Unfortunately, as seems to always be the case, the screenplay was unable to live up to the film's visual scheme - so much so that it detracted from the overall success of the film (which is not always the case. Sometimes an animated film can get by on looks alone). Though I admire the fact that the film was able to avoid tripping over the big religious and environmental issues it tackled, that was about the only thing it did right. So many of the film's "jokes", which it obviously thought were hysterical, failed miserably. And though the film's first scene is littered with sharp dialogue and laughs, the film loses its steam not shortly after, with incongruities that are impossible to overlook, even through the lens of what I like to call the "family film forgiveness factor".

"Rango" is almost a surefire nominee for Best Animated Film next year at the Oscars, and I imagine it'll be this year's animated critical favorite unless there's a foreign entry. And while its writing was rather disappointing, its visuals are certainly something to applaud.
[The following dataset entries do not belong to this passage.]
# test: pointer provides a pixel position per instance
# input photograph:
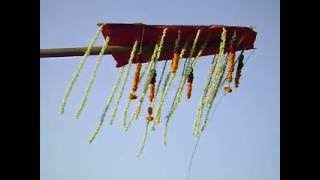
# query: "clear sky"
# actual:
(242, 140)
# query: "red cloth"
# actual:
(122, 34)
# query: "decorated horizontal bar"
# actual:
(125, 34)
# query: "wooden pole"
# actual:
(79, 51)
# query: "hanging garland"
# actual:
(132, 54)
(79, 68)
(109, 101)
(93, 77)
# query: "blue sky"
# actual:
(242, 140)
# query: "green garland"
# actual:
(110, 98)
(93, 77)
(133, 51)
(79, 68)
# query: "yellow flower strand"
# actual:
(79, 68)
(93, 77)
(110, 98)
(133, 51)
Not a bad start to 2011, by any means, but definitely not what I would have hoped for.

See it: If you're disappointed by the lameness of the rest of what's in theaters, and you don't mind forgoing good writing for unbelievable animated visuals.
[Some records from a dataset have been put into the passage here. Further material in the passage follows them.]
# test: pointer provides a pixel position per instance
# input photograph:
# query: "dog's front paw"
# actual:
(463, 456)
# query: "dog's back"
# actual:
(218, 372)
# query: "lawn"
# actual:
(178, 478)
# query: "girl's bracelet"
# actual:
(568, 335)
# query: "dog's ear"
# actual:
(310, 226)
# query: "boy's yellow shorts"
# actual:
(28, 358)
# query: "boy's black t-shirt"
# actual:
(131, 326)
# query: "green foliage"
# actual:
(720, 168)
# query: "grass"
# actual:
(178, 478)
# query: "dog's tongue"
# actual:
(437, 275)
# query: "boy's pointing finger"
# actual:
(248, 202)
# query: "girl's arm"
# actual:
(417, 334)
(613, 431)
Skip it: If you didn't get a good night of sleep the evening before, and if you feel like laughing a lot.


Monday, March 14, 2011

Inside Job (2010)

Any gripes I had with this film taking the Oscar away from "Exit Through the Gift Shop" dissipated shortly after I watched it. There's not much to really say about it besides the fact that it's so fascinating, so sharply written and so informative that it's impossible not to walk away feeling infuriated, and even a bit horrified. A testament to its greatness is that though I knew very little about the roots of the financial crisis going in, I now feel like I know everything there is to be known - the film's just that comprehensive. I'm not going to say I didn't get lost a couple of times, but overall the film does just what it sets out to do, allowing the facts to speak for themselves and intertwining interviews from all sides of the argument that simply strengthen the film's thesis. Finally, "Inside Job" should be considered the definitive example of documentary filmmaking's greatest technique - the "So-and-So declined to be interviewed for this film." I still like "Gift Shop" more as a film but it's obvious that "Inside Job" was the more important and relevant of the two and hopefully its winning raises awareness of the issues discussed in the film.


Thursday, March 3, 2011

Black Narcissus (1947)

I've decided that now that Oscar season is over and 2011 has officially not yet given me a single movie that I want to see, it's time to catch up on some classics. So, if you have any suggestions, please mention in the comments and I'll almost surely watch what you suggest. "Black Narcissus" is a rather fascinating film that survives mainly because of its gorgeous cinematography. The colors are planned so well it's almost as if the movie is one hour and forty minute long painting, and some shots are just so breathtaking it's unbearable. The fact that the entire thing was filmed on a backlot in London is stunning when you see shots like the nuns ringing the bell on the cliff, or the panoramic looks at the "Himalayas". For the most part the acting is quite fantastic - Deborah Kerr's icy, yet vulnerable performance is absorbing and exhilarating to watch, and Kathleen Byron is a whirlwind in her final scenes. The story is paced somewhat strangely - the climax is fantastic but the lead up to said climax doesn't necessarily make sense. The script could have used more narrative focus though it's not bad enough to detract majorly from the rest of the amazing things happening in this film.